We all know that websites use cookies to store information about you — your account information, what's in your shopping cart, your past browsing behavior, and so on. Many of us have gotten used to clearing the cookies belonging to a particular website in our browser.
But cookies aren't the only place where a website can store this sort of information. Modern websites can also deposit your user data in localStorage, sessionStorage, and IndexedDB databases — all forms of local storage within browsers that can be used to track your behavior.
And unlike cookies, which are tiny — Chrome limits them to 4 KB — these other types of storage can grow truly massive, easily eating up multiple gigabytes of disk space within a short span of time.
When you click Cookiekill+ while visiting a website, it:
• Deletes all cookies for the current domain, including any subdomains
• Deletes all localStorage and sessionStorage for that domain
• Deletes all IndexedDB databases for that domain
• Reloads the page with a fresh cache-busting query string, forcing it to load a fresh copy of the page
In effect, when that page reloads, it will be as if it was the first time you've ever visited it in that browser — without whatever baggage you've accumulated.
Use it when you want to:
• Get a fresh start on a site that’s acting up — buttons not working, layouts looking screwy
• Make a site forget your old username or other personal information it tracks
• Do a quick privacy reset before sharing your screen or device
• Debug a website you're building or working on
• Break out of some site's A/B interface test
• Clear your data off of a public machine you used temporarily
• Reclaim some precious disk space
Normally, these types of data can only be cleared manually, deep in Chrome's settings or in DevTools. For most use cases, Cookiekill+ will give you a full in-browser reset.

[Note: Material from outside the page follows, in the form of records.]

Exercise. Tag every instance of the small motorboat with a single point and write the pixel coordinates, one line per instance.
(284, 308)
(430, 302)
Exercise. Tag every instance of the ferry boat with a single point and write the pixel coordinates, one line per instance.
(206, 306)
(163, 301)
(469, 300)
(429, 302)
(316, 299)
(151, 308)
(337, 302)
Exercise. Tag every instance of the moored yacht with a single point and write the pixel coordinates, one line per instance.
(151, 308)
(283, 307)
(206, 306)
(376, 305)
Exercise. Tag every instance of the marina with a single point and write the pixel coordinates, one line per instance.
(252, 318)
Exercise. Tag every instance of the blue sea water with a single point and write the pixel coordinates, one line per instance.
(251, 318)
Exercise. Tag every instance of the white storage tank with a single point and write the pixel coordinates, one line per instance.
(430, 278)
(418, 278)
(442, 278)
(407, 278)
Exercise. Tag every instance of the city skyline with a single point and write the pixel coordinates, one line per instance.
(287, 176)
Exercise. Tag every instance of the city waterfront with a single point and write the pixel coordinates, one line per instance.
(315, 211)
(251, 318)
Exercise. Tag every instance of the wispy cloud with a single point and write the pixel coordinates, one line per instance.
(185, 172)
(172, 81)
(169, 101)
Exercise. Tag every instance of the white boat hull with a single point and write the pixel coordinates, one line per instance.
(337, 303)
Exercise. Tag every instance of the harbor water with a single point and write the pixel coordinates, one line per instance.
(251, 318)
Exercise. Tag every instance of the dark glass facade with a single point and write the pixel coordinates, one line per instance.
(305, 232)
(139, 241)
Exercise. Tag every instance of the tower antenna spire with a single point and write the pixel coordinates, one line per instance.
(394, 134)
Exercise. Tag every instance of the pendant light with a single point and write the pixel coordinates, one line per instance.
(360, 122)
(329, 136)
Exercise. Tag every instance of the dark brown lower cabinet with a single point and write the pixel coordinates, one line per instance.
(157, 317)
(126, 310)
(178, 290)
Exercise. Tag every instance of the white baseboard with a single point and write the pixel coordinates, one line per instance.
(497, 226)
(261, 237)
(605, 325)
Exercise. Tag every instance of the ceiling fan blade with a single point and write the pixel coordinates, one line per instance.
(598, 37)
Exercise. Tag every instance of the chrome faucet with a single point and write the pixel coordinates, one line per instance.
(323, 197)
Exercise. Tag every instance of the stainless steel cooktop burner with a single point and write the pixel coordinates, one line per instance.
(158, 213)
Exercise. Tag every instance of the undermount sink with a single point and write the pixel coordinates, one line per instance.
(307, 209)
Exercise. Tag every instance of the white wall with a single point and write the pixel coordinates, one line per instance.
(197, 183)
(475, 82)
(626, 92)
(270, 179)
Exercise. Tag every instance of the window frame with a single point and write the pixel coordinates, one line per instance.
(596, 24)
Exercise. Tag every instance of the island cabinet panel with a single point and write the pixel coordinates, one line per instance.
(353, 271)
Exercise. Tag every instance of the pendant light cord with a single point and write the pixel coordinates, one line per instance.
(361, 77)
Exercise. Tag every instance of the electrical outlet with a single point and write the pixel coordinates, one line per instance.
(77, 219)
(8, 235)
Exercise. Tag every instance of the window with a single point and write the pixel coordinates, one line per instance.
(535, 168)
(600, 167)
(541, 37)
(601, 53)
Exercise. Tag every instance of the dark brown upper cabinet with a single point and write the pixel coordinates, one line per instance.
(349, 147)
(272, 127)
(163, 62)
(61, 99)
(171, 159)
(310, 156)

Cookiekill+ runs entirely in your browser and makes no calls to any server anywhere. No data is ever collected or sent to anyone.
Finally, a couple caveats:
• Deleting IndexedDB databases is only supported in web browsers that allow JavaScript to do so. Luckily, that includes all recent versions of Chrome, Edge, Brave, Vivaldi, Opera, and other Chromium-based browsers. (Safari and Firefox don't allow deletion.)
• There are three types of browser storage that browsers won't allow Cookiekill+ to delete. These are: cross-origin cookies and storage (e.g. the data in an iframe embedded from one site into another); service workers (background scripts that can only be deleted by the sites that registered them), and HttpOnly cookies (which browsers make inaccessible to JavaScript for security reasons).